The parallel distributed training configuration of MindSpore is managed by auto_parallel_context in a centralized manner. You can customize the configuration based on the actual situation. These configurations can be classified into three types:

General configuration: takes effect on both data parallel and automatic parallel, for example, device_num and global_rank etc.
Automatic parallel configuration: takes effect only in automatic parallel mode, for example, gradient_fp32_sync etc.

You can use context.set_auto_parallel_context to configure the preceding parameters and use context.get_auto_parallel_context to obtain the parameters.

General Configuration

device_num

device_num indicates the number of available machines. The default value is 0. The value is of the int type and must range from 1 to 4096. If you do not set this parameter, the Model interface obtains the value by using the get_group_size method. If you set this parameter, your configuration is used. This configuration allows you to manually transfer device_num without using the Model interface.

The following is a code example:

from mindspore import context

context.set_auto_parallel_context(device_num=8)
context.get_auto_parallel_context("device_num")

global_rank

global_rank indicates the logical sequence number of the current device. The default value is 0. The value is of the int type and must range from 0 to 4095. If you do not set this parameter, the Model interface obtains the value by using the get_rank method. If you set this parameter, your configuration is used. This configuration allows you to manually transfer global_rank without using the Model interface.

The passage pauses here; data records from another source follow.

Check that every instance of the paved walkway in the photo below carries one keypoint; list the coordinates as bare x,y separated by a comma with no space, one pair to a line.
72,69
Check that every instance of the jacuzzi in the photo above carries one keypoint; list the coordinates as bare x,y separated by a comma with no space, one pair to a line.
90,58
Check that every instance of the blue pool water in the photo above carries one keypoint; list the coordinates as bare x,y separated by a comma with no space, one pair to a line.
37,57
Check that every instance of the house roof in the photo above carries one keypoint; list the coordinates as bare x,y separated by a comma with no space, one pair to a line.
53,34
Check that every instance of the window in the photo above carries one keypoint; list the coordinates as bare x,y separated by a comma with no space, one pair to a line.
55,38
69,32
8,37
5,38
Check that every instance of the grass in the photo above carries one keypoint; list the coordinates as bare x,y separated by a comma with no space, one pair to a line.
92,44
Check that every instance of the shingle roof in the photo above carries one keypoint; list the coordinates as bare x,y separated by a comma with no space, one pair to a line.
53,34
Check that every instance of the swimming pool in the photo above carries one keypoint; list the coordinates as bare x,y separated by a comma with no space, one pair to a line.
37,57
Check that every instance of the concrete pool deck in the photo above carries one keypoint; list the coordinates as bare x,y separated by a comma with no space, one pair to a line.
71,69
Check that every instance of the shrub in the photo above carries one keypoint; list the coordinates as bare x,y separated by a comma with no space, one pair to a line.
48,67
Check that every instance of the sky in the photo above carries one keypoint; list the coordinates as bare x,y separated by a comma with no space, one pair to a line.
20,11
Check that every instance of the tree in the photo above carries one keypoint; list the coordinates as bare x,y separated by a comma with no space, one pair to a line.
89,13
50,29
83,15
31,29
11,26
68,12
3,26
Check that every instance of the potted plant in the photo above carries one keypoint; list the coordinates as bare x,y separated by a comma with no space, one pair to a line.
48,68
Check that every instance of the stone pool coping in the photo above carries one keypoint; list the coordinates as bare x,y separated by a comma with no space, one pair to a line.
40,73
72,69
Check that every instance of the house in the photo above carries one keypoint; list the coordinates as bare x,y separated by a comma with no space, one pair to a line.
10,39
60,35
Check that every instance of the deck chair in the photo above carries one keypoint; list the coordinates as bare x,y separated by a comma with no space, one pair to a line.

The following is a code example:

from mindspore import context

context.set_auto_parallel_context(global_rank=0)
context.get_auto_parallel_context("global_rank")

gradients_mean

gradients_mean indicates whether to perform the averaging operation during reverse gradient aggregation. The value is of the Boolean type. The default value is False, indicating that only the SUM operation of AllReduce is performed for gradient aggregation. gradients_means affects network convergence. The setting of gradients_means may vary in different scenarios. Therefore, MindSpore provides this interface for users to configure parameters based on the actual situation.

The following is a code example:

from mindspore import context

context.set_auto_parallel_context(gradients_mean=False)
context.get_auto_parallel_context("gradients_mean")

parallel_mode

parallel_mode indicates the parallel mode. The value is a character string. The options are as follows:

stand_alone: standalone mode.
data_parallel: data parallel mode.
hybrid_parallel: hybrid parallel mode.
semi_auto_parallel: semi-automatic parallel mode. In this mode, you can use the shard method to configure a segmentation policy for an operator. If no policy is configured, the data parallel policy is used by default.
auto_parallel: automatic parallel mode. In this mode, the framework automatically creates a cost model and selects the optimal segmentation policy for users.

The complete examples of auto_parallel and data_parallel are provided in Distributed Training.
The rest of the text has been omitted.